30 Siffatto obbligo deve tuttavia essere ottemperato con mezzi non sproporzionati rispetto agli scopi perseguiti e che ostacolino nella minor misura possibile l' importazione dei prodotti legalmente fabbricati e messi in commercio in altri Stati membri.

31 L' obbligatoria indicazione della denominazione specifica o del numero CEE del conservante soddisfa questi requisiti: la mera indicazione della denominazione generica di "conservante" risulterebbe infatti insufficiente, avuto riguardo in particolare alla molteplicità dei conservanti che i prodotti in parola possono contenere. Inoltre, la Corte ha già affermato (v. sentenza 20 giugno 1991, causa C-39/90, Denkavit, Racc. pag. I-3069, punto 24) che l' etichettatura costituisce uno dei mezzi meno restrittivi per la libera circolazione delle merci nella Comunità.

32 La terza questione pregiudiziale va pertanto risolta nel senso che, durante il periodo di vigenza della direttiva 79/112, uno Stato membro che avesse reso obbligatoria l' indicazione, prescritta dall' art. 6, n. 5, lett. b), secondo trattino, della denominazione specifica o del numero CEE degli ingredienti elencati nell' allegato II della direttiva poteva legittimamente rifiutare, richiamandosi all' esigenza imperativa relativa alla tutela dei consumatori, lo smercio di prodotti provenienti da un altro Stato membro il quale, avendo fatto uso della facoltà concessa dall' art. 23, n. 1, lett. a), della direttiva medesima, si fosse limitato a prescrivere la sola indicazione della denominazione generica di "conservante".

Decisione relativa alle spese


Sulle spese

33 Le spese sostenute dalla Commissione delle Comunità europee, che ha presentato osservazioni alla Corte, non possono dar luogo a rifusione. Nei confronti delle parti nella causa principale il presente procedimento costituisce un incidente sollevato dinanzi al giudice nazionale, cui spetta quindi statuire sulle spese.

Dispositivo


Per questi motivi,

LA CORTE (Quinta Sezione),

pronunciandosi sulle questioni sottopostele dal Rechtbank van eerste aanleg di Gand con ordinanza 15 gennaio 1993, dichiara:

1) L' applicazione della normativa di uno Stato membro, che vieti lo smercio del pane e di altri prodotti della panificazione il cui tenore in sale calcolato sulla materia secca ecceda il limite massimo del 2%, ai prodotti legalmente fabbricati e messi in commercio in un altro Stato membro costituisce una misura d' effetto equivalente ad una restrizione quantitativa ai sensi dell' art. 30 del Trattato CEE.

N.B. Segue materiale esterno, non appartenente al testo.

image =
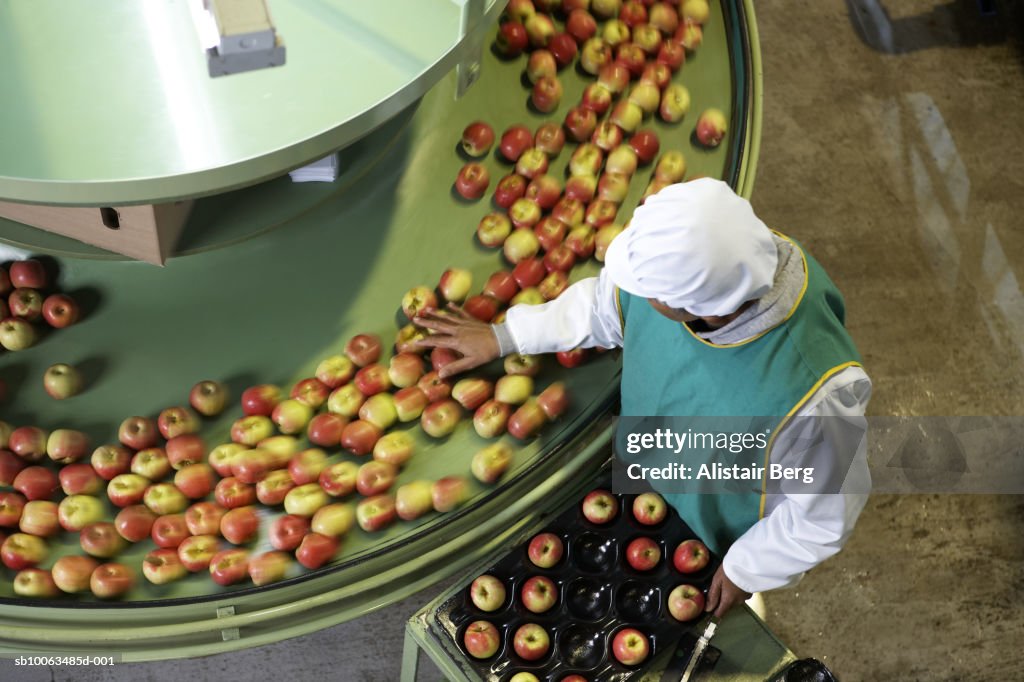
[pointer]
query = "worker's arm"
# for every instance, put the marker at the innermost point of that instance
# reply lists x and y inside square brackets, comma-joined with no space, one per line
[801,530]
[585,315]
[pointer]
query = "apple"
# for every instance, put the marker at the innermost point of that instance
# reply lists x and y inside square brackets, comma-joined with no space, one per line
[345,400]
[61,381]
[197,552]
[203,518]
[491,419]
[685,602]
[600,507]
[711,127]
[487,593]
[512,39]
[134,522]
[288,530]
[643,554]
[229,566]
[449,493]
[67,445]
[231,493]
[138,432]
[29,442]
[409,402]
[77,511]
[334,519]
[649,509]
[376,513]
[16,334]
[23,550]
[26,303]
[481,639]
[630,646]
[28,273]
[545,550]
[690,556]
[530,642]
[260,400]
[273,486]
[36,482]
[491,463]
[539,594]
[100,539]
[675,102]
[477,138]
[151,463]
[35,583]
[72,573]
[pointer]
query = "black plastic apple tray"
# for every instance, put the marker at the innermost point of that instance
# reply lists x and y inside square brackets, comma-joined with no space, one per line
[598,594]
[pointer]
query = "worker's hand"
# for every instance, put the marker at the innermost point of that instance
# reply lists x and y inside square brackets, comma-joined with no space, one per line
[724,594]
[461,332]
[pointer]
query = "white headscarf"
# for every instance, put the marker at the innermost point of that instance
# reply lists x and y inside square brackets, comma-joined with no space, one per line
[695,246]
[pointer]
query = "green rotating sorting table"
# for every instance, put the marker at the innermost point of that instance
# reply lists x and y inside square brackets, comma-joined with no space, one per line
[269,276]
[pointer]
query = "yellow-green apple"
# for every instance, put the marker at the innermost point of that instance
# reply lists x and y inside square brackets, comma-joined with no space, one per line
[364,349]
[539,594]
[690,556]
[23,550]
[360,436]
[477,138]
[250,430]
[545,550]
[376,513]
[339,478]
[273,486]
[315,550]
[481,639]
[16,334]
[241,524]
[101,540]
[230,493]
[414,500]
[268,567]
[35,583]
[449,493]
[630,646]
[72,573]
[77,511]
[487,593]
[394,449]
[531,642]
[491,419]
[29,442]
[334,519]
[288,530]
[305,467]
[260,400]
[134,522]
[685,602]
[203,518]
[169,531]
[491,463]
[197,552]
[345,400]
[229,566]
[61,381]
[643,554]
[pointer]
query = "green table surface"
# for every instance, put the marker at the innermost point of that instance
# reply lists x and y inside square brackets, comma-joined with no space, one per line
[308,266]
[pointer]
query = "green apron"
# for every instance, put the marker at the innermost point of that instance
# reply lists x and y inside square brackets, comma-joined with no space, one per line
[669,371]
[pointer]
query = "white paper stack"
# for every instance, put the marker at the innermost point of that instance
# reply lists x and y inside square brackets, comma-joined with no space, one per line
[325,170]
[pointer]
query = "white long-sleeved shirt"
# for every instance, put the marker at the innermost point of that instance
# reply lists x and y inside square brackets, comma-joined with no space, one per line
[798,530]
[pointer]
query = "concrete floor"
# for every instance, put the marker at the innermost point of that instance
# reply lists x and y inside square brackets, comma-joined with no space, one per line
[892,148]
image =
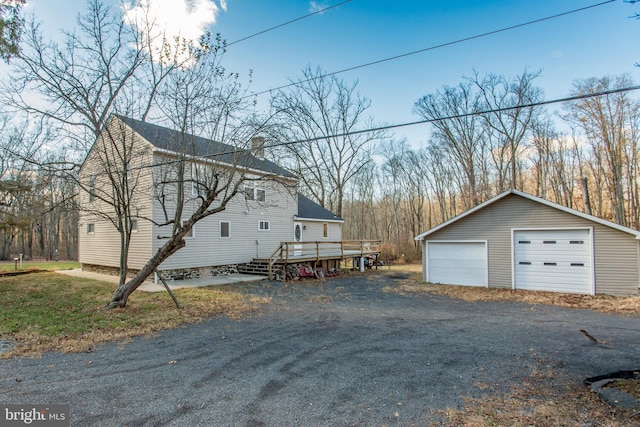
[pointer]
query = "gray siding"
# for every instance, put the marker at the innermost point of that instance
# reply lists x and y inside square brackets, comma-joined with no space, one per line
[615,252]
[103,246]
[207,248]
[314,231]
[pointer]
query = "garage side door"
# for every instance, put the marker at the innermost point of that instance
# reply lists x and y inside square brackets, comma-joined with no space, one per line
[553,260]
[457,263]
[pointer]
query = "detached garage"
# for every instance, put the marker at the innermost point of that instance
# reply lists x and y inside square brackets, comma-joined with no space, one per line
[519,241]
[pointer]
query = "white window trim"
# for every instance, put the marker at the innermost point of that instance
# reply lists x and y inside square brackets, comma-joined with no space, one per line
[228,230]
[92,189]
[192,232]
[133,224]
[252,189]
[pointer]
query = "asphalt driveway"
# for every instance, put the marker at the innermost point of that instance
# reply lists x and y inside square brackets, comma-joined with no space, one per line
[338,353]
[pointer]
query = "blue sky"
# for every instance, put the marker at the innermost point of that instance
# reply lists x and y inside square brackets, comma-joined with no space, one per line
[593,43]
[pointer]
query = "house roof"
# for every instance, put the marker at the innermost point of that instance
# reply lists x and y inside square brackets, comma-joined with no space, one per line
[535,199]
[169,139]
[308,209]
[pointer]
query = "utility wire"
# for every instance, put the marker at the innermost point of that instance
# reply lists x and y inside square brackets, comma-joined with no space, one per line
[289,22]
[457,116]
[451,43]
[394,126]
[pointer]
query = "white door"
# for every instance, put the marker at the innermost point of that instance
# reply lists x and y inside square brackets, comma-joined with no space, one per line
[457,263]
[553,260]
[297,237]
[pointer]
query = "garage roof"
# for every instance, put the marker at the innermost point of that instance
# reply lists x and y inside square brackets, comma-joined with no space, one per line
[535,199]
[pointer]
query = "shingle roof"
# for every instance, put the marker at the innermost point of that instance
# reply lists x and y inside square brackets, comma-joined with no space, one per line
[308,209]
[169,139]
[535,199]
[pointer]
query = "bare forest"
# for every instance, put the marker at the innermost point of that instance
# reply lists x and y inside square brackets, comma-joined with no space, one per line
[483,136]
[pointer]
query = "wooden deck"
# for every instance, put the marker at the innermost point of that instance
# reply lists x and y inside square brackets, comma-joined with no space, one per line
[318,252]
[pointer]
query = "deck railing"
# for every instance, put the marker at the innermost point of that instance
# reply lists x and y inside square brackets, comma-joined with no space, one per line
[291,252]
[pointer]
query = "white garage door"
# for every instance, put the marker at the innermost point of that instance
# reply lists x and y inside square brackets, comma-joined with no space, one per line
[553,260]
[457,263]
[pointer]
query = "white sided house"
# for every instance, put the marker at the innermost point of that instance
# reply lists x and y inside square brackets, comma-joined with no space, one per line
[519,241]
[267,211]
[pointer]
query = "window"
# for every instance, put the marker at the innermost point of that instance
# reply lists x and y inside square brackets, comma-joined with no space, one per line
[198,180]
[255,190]
[92,189]
[225,229]
[190,233]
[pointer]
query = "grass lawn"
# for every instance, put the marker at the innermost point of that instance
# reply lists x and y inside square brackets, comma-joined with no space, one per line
[6,266]
[48,311]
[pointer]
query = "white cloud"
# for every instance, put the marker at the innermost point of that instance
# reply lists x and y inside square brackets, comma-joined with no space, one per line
[171,19]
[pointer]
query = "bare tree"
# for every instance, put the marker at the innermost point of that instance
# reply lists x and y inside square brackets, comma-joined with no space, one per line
[461,132]
[199,176]
[510,124]
[10,27]
[610,125]
[322,112]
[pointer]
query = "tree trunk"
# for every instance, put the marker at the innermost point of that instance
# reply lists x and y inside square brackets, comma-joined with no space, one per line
[121,295]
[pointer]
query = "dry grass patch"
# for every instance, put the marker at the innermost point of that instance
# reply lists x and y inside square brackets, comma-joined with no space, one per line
[603,303]
[48,311]
[536,403]
[540,399]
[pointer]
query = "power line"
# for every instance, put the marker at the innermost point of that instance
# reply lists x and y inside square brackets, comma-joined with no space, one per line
[419,122]
[458,116]
[451,43]
[289,22]
[392,126]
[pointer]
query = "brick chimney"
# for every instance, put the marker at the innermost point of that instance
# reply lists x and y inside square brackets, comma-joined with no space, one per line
[257,146]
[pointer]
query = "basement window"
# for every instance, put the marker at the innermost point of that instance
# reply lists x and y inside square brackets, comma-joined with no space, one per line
[264,226]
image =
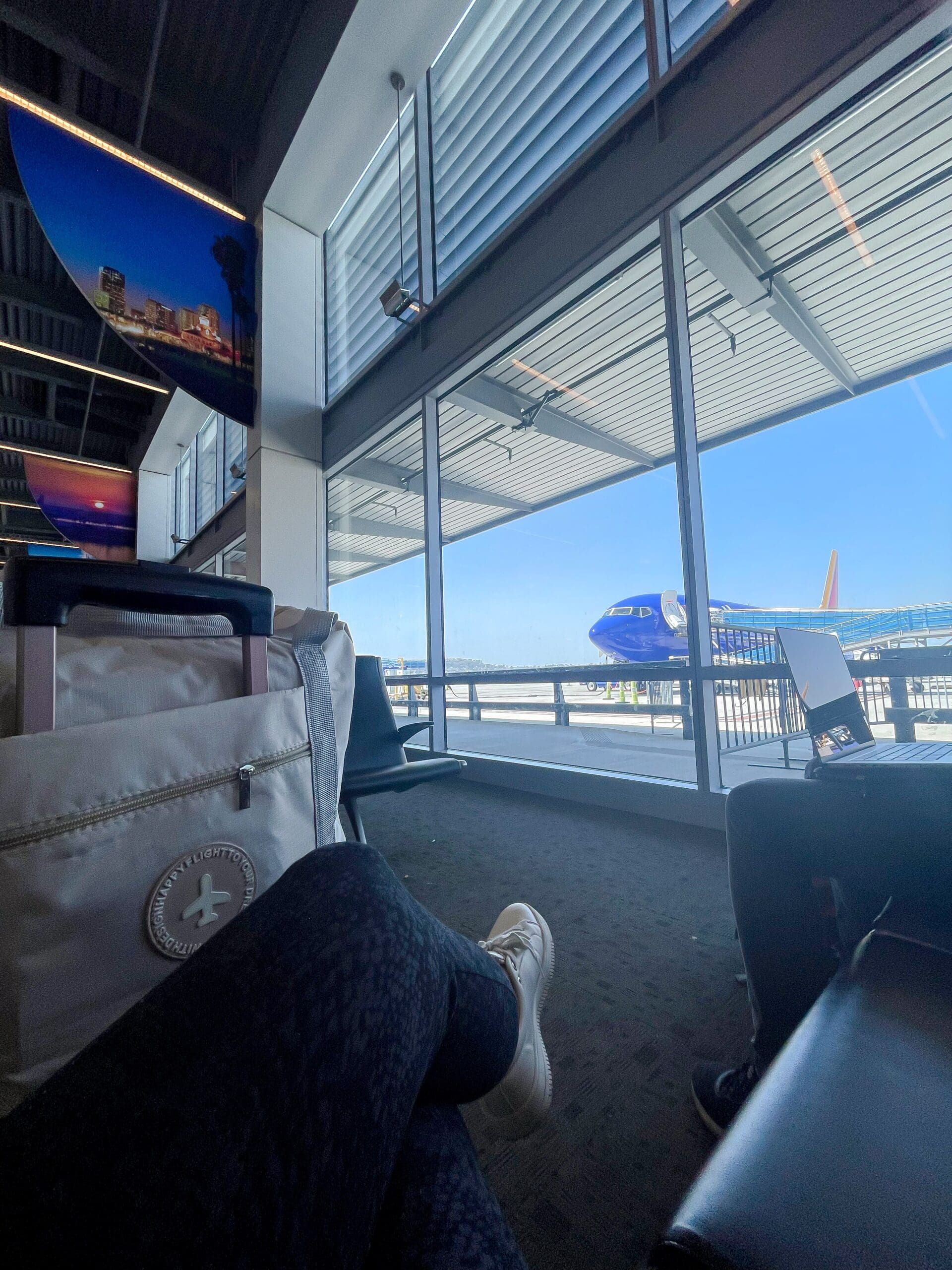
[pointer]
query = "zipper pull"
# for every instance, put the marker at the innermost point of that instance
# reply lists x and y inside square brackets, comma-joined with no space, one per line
[245,774]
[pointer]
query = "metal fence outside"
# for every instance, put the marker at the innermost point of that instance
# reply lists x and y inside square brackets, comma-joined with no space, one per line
[756,700]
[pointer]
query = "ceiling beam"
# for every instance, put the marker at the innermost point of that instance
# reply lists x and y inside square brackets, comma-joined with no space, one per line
[336,557]
[503,404]
[62,303]
[729,251]
[367,527]
[78,54]
[403,480]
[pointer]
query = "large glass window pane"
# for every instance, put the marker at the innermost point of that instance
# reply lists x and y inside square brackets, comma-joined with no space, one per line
[819,300]
[375,557]
[365,251]
[235,456]
[520,91]
[207,493]
[690,19]
[561,561]
[186,497]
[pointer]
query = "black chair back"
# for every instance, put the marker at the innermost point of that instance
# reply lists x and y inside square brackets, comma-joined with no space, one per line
[373,742]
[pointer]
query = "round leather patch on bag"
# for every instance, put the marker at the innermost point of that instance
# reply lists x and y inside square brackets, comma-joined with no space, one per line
[198,894]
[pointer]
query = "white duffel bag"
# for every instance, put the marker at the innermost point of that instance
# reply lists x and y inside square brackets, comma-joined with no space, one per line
[162,802]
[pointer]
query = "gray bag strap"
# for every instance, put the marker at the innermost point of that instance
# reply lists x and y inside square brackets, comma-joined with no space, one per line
[310,634]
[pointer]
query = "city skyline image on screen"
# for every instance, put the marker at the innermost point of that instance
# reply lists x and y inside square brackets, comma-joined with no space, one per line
[172,276]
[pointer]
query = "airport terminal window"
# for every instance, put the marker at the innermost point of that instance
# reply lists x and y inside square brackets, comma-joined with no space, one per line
[518,92]
[821,343]
[365,252]
[558,498]
[375,556]
[186,496]
[235,457]
[690,19]
[205,479]
[207,501]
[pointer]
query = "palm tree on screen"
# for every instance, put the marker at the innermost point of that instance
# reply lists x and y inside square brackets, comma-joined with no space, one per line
[230,257]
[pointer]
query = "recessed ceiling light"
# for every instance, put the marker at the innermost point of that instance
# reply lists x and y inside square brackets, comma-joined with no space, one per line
[89,368]
[62,459]
[27,103]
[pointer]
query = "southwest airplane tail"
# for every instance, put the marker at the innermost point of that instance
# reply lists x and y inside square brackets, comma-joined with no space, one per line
[831,588]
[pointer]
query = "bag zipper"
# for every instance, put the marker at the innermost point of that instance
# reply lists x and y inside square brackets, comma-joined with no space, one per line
[39,832]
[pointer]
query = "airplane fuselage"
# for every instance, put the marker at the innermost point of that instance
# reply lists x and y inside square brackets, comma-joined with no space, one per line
[651,628]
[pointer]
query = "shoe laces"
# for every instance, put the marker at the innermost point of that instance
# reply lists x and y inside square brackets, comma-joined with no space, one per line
[739,1081]
[507,947]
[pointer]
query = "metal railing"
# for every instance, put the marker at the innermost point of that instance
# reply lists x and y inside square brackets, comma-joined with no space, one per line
[756,700]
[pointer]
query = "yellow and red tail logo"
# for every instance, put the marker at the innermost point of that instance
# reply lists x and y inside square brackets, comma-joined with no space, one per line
[831,588]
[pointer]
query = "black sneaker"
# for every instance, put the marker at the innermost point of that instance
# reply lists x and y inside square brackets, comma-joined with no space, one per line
[720,1092]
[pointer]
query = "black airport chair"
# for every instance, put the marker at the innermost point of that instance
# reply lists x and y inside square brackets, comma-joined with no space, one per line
[375,761]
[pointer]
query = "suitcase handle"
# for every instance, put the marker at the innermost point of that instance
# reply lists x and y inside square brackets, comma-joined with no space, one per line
[42,591]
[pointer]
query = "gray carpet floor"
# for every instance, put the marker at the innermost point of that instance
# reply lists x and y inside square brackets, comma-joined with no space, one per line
[644,986]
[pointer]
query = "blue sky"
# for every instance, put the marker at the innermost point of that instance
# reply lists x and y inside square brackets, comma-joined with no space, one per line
[871,477]
[119,216]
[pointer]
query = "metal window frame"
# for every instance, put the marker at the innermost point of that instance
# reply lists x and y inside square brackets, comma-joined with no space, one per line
[702,674]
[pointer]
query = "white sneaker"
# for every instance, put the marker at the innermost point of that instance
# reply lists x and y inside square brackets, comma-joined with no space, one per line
[522,942]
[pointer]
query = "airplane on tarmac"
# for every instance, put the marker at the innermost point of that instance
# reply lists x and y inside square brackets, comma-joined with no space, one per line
[653,628]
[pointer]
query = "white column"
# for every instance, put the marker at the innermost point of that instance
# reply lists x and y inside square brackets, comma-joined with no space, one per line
[154,527]
[687,466]
[285,497]
[179,423]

2) Una disciplina come quella controversa nella causa principale è idonea ad ostacolare gli scambi tra Stati membri e non può considerarsi giustificata, alla stregua dell' art. 36 del Trattato CEE, da esigenze di tutela della sanità pubblica.

3) Durante il periodo di vigenza della direttiva del Consiglio 18 dicembre 1978, 79/112/CEE, relativa al ravvicinamento delle legislazioni degli Stati membri concernenti l' etichettatura e la presentazione dei prodotti alimentari destinati al consumatore finale, nonché la relativa pubblicità, uno Stato membro che avesse reso obbligatoria l' indicazione, prescritta dall' art. 6, n. 5, lett. b), secondo trattino, della denominazione specifica o del numero CEE degli ingredienti elencati nell' allegato II della direttiva poteva legittimamente rifiutare, richiamandosi all' esigenza imperativa relativa alla

tutela dei consumatori, lo smercio di prodotti provenienti da un altro Stato membro il quale, avendo fatto uso della facoltà concessa dall' art. 23, n. 1, lett. a), della direttiva medesima, si fosse limitato a prescrivere l' indicazione della sola denominazione generica di "conservante".